Una doble muestra reúne en la Thyssen y en CajaMadrid 150
obras procedentes de todo el mundo
Soidade, 1933 |
Marc Chagall atravesó todo un siglo, ¡y menudo siglo!, con sus 98 años de
vida. Hijo de la diáspora y víctima de la más convulsa de las centurias, nacido
en una familia judía de la ciudad rusa de Vitebsk en los estertores del XIX. Su
historia personifica como ninguna otra el drama de la huida permanente y del éxodo
impuesto por las revoluciones y las guerras. Dueño de una extensa obra,
colorista y aparentemente feliz, los acordes de la música y la tristeza de la
poesía fueron el hilo conductor de su producción, rotundamente original pese a
coincidir en el tiempo con los grandes movimientos de las vanguardias y
participar tangencialmente en algunos de ellos.
Su forma de entender la pintura permaneció inalterable toda su vida, como
queda bien claro en la exposición / acontecimiento en La Fundación Thyssen y CajaMadrid.
La muestra se abre mañana al público con una imponente selección de 150 obras.
En ella, se puede comprobar la fidelidad a sí mismo que Chagall se impuso.
No es la primera muestra que se le dedica en España (la anterior estuvo en la Fundación
Juan March), pero sí es la primera que reúne tal cantidad de obras.
Conseguir esta colaboración mundial casi milagrosa ha sido posible gracias a
dos años de trabajo intenso por parte del comisario, Jean-Louis Prat. Guillermo
Solana, director artístico del museo, explicó esta mañana durante la presentación
que, en realidad, el proyecto nació hace 20 años, en la etapa en la que Tomás
Llorens era responsable de la fundación.
En el Museo Thyssen se exhiben sus primeras obras basadas en las
tradiciones, o mejor, en su ruptura con ellas, así como en la relación entre lo
sagrado y la poesía, los sueños y la realidad, la luz del color, el poder
hechizante de los cuentos y fábulas, su interpretación de la Biblia y de
Palestina, lo sobrenatural, la guerra y el Éxodo.
En CajaMadrid están los grandes formatos, la escultura y la cerámica
realizados a partir de su retorno a Francia después de la II Guerra Mundial.

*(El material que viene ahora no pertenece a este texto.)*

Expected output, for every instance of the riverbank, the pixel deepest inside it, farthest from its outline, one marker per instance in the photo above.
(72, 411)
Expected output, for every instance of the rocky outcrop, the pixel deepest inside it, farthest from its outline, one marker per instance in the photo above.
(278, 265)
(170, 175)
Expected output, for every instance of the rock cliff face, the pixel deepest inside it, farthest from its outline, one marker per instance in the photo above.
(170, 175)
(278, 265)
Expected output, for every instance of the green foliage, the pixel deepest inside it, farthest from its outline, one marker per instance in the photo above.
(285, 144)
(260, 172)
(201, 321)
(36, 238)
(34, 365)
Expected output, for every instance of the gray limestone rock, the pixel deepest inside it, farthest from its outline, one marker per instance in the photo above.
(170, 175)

Instalado en el sur, en Vence, lugar en que residió hasta el final de su vida,
experimenta ampliando los márgenes de la pintura. Lleva sus motivos fantásticos
a las vidrieras, a los teatros (el techo de la ópera de París, por encargo
Malraux o aquellos murales para la Metropolitan Opera de Nueva York) y comienza
un tiempo en el que el mundo aplaude su obra con retrospectivas en los
principales museos de Europa y América.
Meret Meyer, nieta del artista, confesaba esta mañana
estar emocionada ante el despliegue de toda una vida dedicada al arte, como si
se tratara de una composición musical. “Entre una sala y otra” ha explicado
Meyer,” no hay barreras artificiales, solo instantes de felicidad".